Sony sold the PC business back in February, although it does retain a minority five per cent stake, as a result of the declining laptop market, instead opting to focus on smartphone sales.
However, Vaio continued to operate as an independent business, producing products that differed little from the laptops being sold prior to the split. Previously, these devices were only available in Japan, but now Vaio is set to launch its first product in the US.
US customers can register their interest in the Vaio Z Canvas 2-in-1 now, although it is not expected to be available for purchase until October.
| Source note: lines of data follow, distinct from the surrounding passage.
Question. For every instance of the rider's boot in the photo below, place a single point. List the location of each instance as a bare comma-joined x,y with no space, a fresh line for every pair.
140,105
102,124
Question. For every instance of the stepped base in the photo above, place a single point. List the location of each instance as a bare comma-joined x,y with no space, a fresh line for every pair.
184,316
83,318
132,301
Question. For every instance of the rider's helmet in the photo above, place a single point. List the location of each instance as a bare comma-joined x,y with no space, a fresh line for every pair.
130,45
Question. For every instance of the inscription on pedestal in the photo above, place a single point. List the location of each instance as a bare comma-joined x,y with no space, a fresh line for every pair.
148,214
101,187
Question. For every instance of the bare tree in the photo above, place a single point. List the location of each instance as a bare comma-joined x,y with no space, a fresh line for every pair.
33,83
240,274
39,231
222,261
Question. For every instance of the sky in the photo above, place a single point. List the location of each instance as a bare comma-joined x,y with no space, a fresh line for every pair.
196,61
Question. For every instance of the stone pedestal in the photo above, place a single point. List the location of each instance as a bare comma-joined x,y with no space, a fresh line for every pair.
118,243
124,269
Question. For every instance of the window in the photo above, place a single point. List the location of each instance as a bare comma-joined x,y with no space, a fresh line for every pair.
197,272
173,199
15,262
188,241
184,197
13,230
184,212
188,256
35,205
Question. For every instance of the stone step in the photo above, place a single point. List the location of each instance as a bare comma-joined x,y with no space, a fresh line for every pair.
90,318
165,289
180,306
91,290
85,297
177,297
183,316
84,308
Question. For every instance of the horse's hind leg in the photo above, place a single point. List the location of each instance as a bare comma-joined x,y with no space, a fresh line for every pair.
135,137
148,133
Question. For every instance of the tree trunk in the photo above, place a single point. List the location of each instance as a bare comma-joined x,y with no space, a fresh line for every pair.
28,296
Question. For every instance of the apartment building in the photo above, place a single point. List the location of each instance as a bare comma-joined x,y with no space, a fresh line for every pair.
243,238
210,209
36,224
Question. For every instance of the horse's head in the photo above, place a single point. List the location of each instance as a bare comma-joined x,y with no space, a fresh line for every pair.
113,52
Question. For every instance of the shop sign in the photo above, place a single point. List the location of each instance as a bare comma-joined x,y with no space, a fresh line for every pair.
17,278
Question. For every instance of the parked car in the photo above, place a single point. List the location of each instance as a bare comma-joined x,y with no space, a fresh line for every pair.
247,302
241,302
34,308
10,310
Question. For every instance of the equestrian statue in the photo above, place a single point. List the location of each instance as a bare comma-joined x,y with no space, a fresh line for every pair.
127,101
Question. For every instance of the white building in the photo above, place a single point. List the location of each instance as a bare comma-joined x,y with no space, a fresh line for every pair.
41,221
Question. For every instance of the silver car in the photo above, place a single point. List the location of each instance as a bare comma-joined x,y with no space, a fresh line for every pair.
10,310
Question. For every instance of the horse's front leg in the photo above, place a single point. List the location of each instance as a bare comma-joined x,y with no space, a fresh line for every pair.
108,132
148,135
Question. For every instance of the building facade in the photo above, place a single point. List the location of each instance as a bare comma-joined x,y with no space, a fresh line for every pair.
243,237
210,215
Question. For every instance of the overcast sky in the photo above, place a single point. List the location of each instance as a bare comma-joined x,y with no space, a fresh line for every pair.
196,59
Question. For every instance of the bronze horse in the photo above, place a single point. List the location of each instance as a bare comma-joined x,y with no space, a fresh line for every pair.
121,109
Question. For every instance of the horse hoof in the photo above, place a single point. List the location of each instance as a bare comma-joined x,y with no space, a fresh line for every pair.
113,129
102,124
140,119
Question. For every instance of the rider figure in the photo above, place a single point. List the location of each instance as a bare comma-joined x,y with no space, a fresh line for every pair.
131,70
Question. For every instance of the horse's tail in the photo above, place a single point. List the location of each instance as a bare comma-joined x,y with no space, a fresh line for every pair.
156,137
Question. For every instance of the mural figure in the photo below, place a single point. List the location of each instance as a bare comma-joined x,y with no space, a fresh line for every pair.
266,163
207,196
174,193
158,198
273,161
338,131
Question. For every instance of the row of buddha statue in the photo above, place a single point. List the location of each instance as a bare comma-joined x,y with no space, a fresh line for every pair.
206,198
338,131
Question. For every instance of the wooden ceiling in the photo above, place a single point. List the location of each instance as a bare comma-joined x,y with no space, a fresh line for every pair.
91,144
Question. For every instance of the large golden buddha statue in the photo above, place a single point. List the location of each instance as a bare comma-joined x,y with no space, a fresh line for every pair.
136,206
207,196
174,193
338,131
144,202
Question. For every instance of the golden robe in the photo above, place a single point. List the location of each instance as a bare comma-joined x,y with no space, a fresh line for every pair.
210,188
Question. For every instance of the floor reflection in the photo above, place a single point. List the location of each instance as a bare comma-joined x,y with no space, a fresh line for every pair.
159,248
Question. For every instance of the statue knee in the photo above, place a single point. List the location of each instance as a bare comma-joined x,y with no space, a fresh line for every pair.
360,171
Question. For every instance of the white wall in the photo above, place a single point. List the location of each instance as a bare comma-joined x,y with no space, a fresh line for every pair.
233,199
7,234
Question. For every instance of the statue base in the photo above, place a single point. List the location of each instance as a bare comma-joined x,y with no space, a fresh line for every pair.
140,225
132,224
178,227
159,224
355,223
The device was launched in Japan earlier this year and comes with 12.3-inch display and boasts a detachable keyboard and stylus, allowing it to double up as a tablet.
In an interview with the Wall Street Journal, Vaio chief executive Yoshimi Ota said that his company had plans for further releases in the States, including a “document-size laptop with cellular capability” and perhaps something more left-field.
“Whether it’s humanoid or dog-shaped, we plan to start making Vaio-branded robots in the near future,” Mr Ota claimed.
Vaio has plans to target the Brazilian market next, and its US expansion is likely to benefit from customers already being aware of the brand name. However, industry analysts have doubted whether the company can succeed in the international laptop market. The business was sold by Sony due to it being unprofitable and it currently makes up less than one per cent of the Japanese market.